4.      Penyuorot Lebar (flood light), yaitu lampu dengan sudut sinar >30o








Gambar  7 penyinaran floodlight
Sumber :  Diktat Kuliah Sains bangunan  1

 
 











5.      Penyiram dinding (wall-wash light), yaitu lampu untuk menyiram bidang vertikal dengan cahaya.

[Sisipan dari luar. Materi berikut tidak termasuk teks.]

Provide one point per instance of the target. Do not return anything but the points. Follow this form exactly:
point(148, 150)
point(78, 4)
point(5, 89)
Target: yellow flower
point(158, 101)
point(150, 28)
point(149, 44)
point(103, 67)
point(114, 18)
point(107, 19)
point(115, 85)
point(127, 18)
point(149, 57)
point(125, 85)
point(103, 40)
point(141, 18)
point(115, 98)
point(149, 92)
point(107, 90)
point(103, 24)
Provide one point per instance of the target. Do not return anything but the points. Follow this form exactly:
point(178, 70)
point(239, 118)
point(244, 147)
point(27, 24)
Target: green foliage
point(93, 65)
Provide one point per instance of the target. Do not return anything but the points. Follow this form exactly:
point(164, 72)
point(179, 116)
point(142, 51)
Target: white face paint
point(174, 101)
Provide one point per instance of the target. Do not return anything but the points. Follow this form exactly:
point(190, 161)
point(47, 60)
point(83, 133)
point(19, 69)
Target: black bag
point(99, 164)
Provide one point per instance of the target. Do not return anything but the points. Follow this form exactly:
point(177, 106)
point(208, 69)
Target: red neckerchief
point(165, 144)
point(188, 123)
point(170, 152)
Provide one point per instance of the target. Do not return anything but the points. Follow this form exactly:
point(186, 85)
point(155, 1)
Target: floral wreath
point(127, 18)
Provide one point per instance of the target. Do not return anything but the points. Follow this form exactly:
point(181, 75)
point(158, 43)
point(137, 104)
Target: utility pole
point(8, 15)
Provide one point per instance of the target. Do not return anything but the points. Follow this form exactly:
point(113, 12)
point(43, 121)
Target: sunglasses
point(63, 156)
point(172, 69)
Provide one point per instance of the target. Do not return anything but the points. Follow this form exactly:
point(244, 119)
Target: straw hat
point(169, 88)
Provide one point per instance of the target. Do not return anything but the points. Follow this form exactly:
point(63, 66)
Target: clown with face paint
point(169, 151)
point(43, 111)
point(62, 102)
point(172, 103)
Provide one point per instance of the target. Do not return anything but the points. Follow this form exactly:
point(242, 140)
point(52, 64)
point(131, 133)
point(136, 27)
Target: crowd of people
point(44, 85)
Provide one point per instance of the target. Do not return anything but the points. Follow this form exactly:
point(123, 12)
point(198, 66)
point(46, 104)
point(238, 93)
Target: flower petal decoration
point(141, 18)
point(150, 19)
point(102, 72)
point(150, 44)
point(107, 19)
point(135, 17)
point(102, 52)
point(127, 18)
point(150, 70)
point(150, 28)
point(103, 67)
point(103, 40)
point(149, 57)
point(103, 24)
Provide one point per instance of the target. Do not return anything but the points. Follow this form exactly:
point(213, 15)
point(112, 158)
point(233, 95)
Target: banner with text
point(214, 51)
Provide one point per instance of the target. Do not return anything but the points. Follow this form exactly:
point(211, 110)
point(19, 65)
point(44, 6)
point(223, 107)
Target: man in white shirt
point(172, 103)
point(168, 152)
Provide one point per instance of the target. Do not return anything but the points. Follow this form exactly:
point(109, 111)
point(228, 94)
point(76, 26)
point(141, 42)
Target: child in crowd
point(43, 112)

Gambar 8 penyinaran wall-wash light
Sumber :  Diktat Kuliah Sains bangunan  1

 
 
3.3.4 Jenis – Jenis Lampu
            Jenis lampu pada umumnya dapat digolongkan menjadi tiga jenis :


Gambar 9 pengelompokan jenis lampu
Sumber :  Diktat Kuliah Sains bangunan  2

 
 






                                                                                                                      

a.      Lampu pijar (incasdescent)
                   Lampu pijar mempunyai efikasi (lumen/watt) yang rendah, sehingga biaya menjadi tinggi. Namun dari segi arsitektural, lampu pijar dapat menonjolkan unsur dekoratif sehingga sering digunakan sebagai lampu sorot.  Lampu pijar mempunyai banyak ragam antara lain : lampu pijar standar, lampu halogen.









Gambar 10 lampu pijar
Sumber :  Diktat Kuliah Sains bangunan 1

 
 








b.      Lampu fluorescent
Lecutan listrik didalam lampu menghasilkan cahaya dan cahaya yang dihasilkan di pendarkan bubuk fosfor yang melapisi bagian dalam tabung lampu. Efikasi lampu fluorescent 2- 3 kali lebih baik dari lampu pijar.


 







c.       Lampu HID (High- Intensity Discharge Lamps)
             Lampu merkuri menghasilkan cahaya dari lecutan listrik dalam tabung kaca atau kuarsa berisi uap merkuri bertekanan tinggi.